In 1940, Gil’s family was rounded up and sent to live in the ghetto that was established in their town, Zdunska Wola, where his grandfather had been head of the Jewish community.
“Having been brought up in a religious home, I felt like it was the destruction of the Third Temple. When we were driven from our spacious home to a hut, there was not any sympathy nor aid from the Polish friends we had.”
But he notes that the first section of his autobiographical book Paper Bridge is dedicated to his family life and community life in Zdunska Wola before the war. “We had a good life. So my memories of Poland are nostalgic. I don’t hide them and I don’t hate them – on the contrary.”
He says he had thought that contemporary Poland was going in a positive direction, “but it appears it is going backward, and as somebody who was born in Poland and is connected to Poland, to its landscape and its literature, that hurts me,” he remarks.
Birkenau concentration camp in Poland in the snow (MARC ISRAEL SELLEM/THE JERUSALEM POST)
Birkenau concentration camp in Poland in the snow (MARC ISRAEL SELLEM/THE JERUSALEM POST)
POLISH HOLOCAUST survivor, actor and composer Shmuel Atzmon, who fled Poland to Russia during the Holocaust, also expresses pain at having learned “that they are trying to beautify history.”
“The move the current politicians are trying to make doesn’t serve the Polish people, and it degrades the memory of those who went through the Holocaust,” he said, adding that it unacceptable and inhumane to legislate about the memories of the survivors who remain.
“Memories have their own laws, and the first rule of memory is to remember what happened – not what we would like to remember.”
He points out that he agrees it’s wrong to say that the extermination camps were the fault of the Poles.
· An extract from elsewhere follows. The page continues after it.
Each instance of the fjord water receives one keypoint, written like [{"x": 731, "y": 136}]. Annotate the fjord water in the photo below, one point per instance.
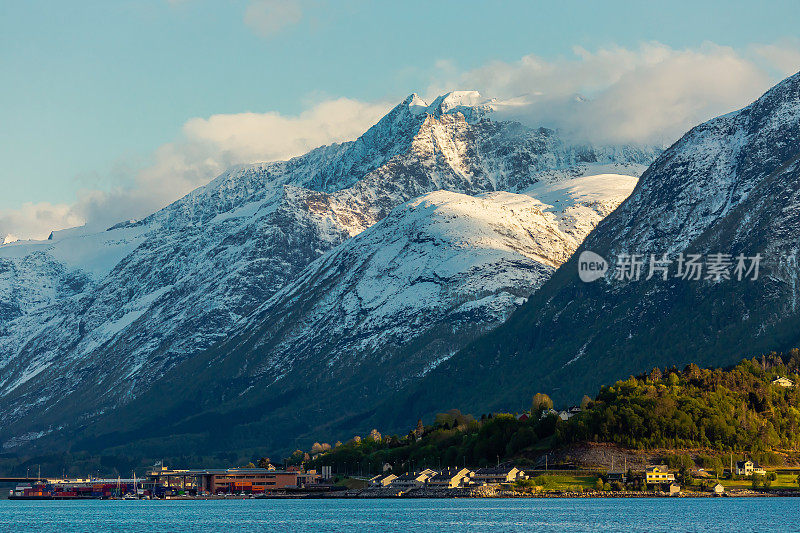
[{"x": 408, "y": 515}]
“But today, 75 years after the Warsaw Ghetto, where the Jews showed the Poles, too, that they can stand up against evil, to start to say that it is illegal for us to say what we saw with our own eyes, this is unacceptable and inhumane,” he says.
Like Gil, Atzmon feels connected to Polish culture, particularly through his work in the arts. “I have good and bad memories of Poland, and just like I don’t erase the bad memories, I also don’t erase the good ones.”
Atzmon’s cousin was rescued by a Polish family, and he highlights that the country has the highest number of Righteous Among the Nations. “Just like we need to remember those who saved Jews, we can’t forget those who cooperated [with the Nazis]. As long as I live, as an artist I will try to shine a light both on those who were saviors and those who were complicit.”
He notes that he has non-Jewish Polish friends who share his opinions.
“For the good of the relations between the Jews and the Polish nation, this thing is not necessary, it needs to disappear and to let us heal the wounds between us. We can find ways to return to good relations, like there were in the small town where I was born.”
In the town, he said, Christians, Jews, Roma, Ukrainians and Germans lived together. “We lived together. We learned Polish, of course, and they even learned Yiddish. What we need to do today is not to reopen old wounds. We will fix what is acceptable. It’s truly a mistake to accuse the Polish nation of building the death camps. But not to clean the history of the Polish nation, among which were both good people and people who perpetrated inhumane acts.”
This, he said, is crucial for educating the next generations.